Knowing that truth, knowing that God is our father, makes a vast difference in our prayers. Because we know that we can bring our needs to God and be met with kindness and understanding and love, our hearts are reassuered, our minds are set at ease, our souls are freed , and we can pray. We can pray to God because we find in God one who really understands. And we find in God one who knows all about us, who knows the worst about us, and still loves us.

God is Unchangeable.

And God is always this way. One of the difficulties in dealing with people is that people are always changing. Our personalties change, our attitudes change. We are inconsistent. One day we are feeling good and we are in a cheerful frame of mind, and we are willing to treat everyone with forbearance and leniency. Another day, we get up on the wrong side of the bed, so to speak, and the whole world looks black to us, and we are harsh and hard to everyone.

This sort of reminds me of an old story that I heard about a chameleon. A chameleon as you probably know is a lizard that assumes the color of its background. Some young folks were playing with a chameleon one day. They put it on some red flannel and it turned red. They put it on green grass and it turned green. Then they put it on a patchwork quilt, a quilt that had all the colors of the rainbow in a crazy, mixed up way, and the poor old chameleon, faced with the task of constantly changing colors, had a nervous breakdown and died. I do not know if that is a true story or not, but I know that plenty of people today are driven to nervous breakdowns because they are always changing and everyone around them is always changing.

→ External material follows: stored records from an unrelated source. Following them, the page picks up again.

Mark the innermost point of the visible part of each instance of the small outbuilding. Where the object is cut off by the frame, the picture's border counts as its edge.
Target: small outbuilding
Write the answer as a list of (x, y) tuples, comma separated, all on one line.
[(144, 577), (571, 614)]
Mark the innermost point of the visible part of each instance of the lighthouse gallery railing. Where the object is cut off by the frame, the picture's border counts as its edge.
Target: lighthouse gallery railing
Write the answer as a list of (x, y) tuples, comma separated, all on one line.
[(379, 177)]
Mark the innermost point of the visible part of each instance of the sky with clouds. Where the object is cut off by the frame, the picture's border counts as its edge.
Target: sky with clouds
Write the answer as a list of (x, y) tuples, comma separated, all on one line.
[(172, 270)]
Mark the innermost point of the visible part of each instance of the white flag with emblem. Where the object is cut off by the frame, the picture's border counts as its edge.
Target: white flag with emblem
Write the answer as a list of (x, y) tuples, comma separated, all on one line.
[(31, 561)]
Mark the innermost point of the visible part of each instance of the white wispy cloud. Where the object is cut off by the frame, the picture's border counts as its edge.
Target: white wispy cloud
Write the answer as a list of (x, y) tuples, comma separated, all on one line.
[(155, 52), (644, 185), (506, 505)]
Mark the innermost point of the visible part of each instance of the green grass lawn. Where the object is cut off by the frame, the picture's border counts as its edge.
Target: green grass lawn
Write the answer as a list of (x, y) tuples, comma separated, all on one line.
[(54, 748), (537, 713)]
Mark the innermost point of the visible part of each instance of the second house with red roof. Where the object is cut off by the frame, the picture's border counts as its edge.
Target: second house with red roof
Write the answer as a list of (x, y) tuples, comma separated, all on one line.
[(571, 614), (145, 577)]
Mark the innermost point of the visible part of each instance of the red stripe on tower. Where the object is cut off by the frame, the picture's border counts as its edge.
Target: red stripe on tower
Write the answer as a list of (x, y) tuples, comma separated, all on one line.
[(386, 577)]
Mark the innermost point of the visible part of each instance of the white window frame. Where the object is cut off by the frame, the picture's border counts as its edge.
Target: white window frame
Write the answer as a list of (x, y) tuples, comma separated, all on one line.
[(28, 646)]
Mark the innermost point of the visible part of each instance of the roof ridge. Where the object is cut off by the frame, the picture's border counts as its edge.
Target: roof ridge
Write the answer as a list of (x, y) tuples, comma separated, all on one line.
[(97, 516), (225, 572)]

But God is not like that. God is not changeable. God is not subject to unpredictable fluctuations of temperament. God is always the same. Because of this, our relationship with God can be a beautiful thing. Because God is consistent, we can have a relationship with God that can never be compared with any human relationship. We can have a relationship that is as close as our soul and as long as eternity.

The Prodigal's Father.

We see this same truth in the parable of the prodigal son. The prodigal took his inheritance and went to a foreign land. The father was no fool, he knew what the son was doing. He knew he was wasting his life. Yet despite all that the prodigal son did to dismay his father, the father's attitude toward him never changed. In spite of all the shame, suffering, sandal, and loss, the father's love never diminished. And when the day came that the broken, battered boy stumbled up the road toward home, the father met him with open arms and open heart. When the prodigal returned, the father did not count up the prodigal's sins. He did not say, "Oh, you did this this and this. We must talk about how you are going to get your life straightened out." Not at all. The father ran to meet him. That was an astonishing thing for a father to do in first century patriarchal society. Fathers were dignified people who did not run to meet anyone. Jesus' point is that our loving father does not care about his dignity where his children are concerned. When we come back to him, he only cares to meet us with an unconditional forgiveness and an unconditional love.

Conclusion.

Let us conclude then. An old proverb says, "He whose father is judge goes safe to trial." It means that no father is going to judge his child guilty and send his chold off to prison or to the executioner's chamber. This has an application to the gospel. When we are hauled into that heavenly court to be judged for our sins, our judge is not some remote being who is content to see justice done and to punish us accordingly. Our judge is our father, our daddy. Thus we go "save to our heavenly trial," because it is our loving father who is going to try us. Amen.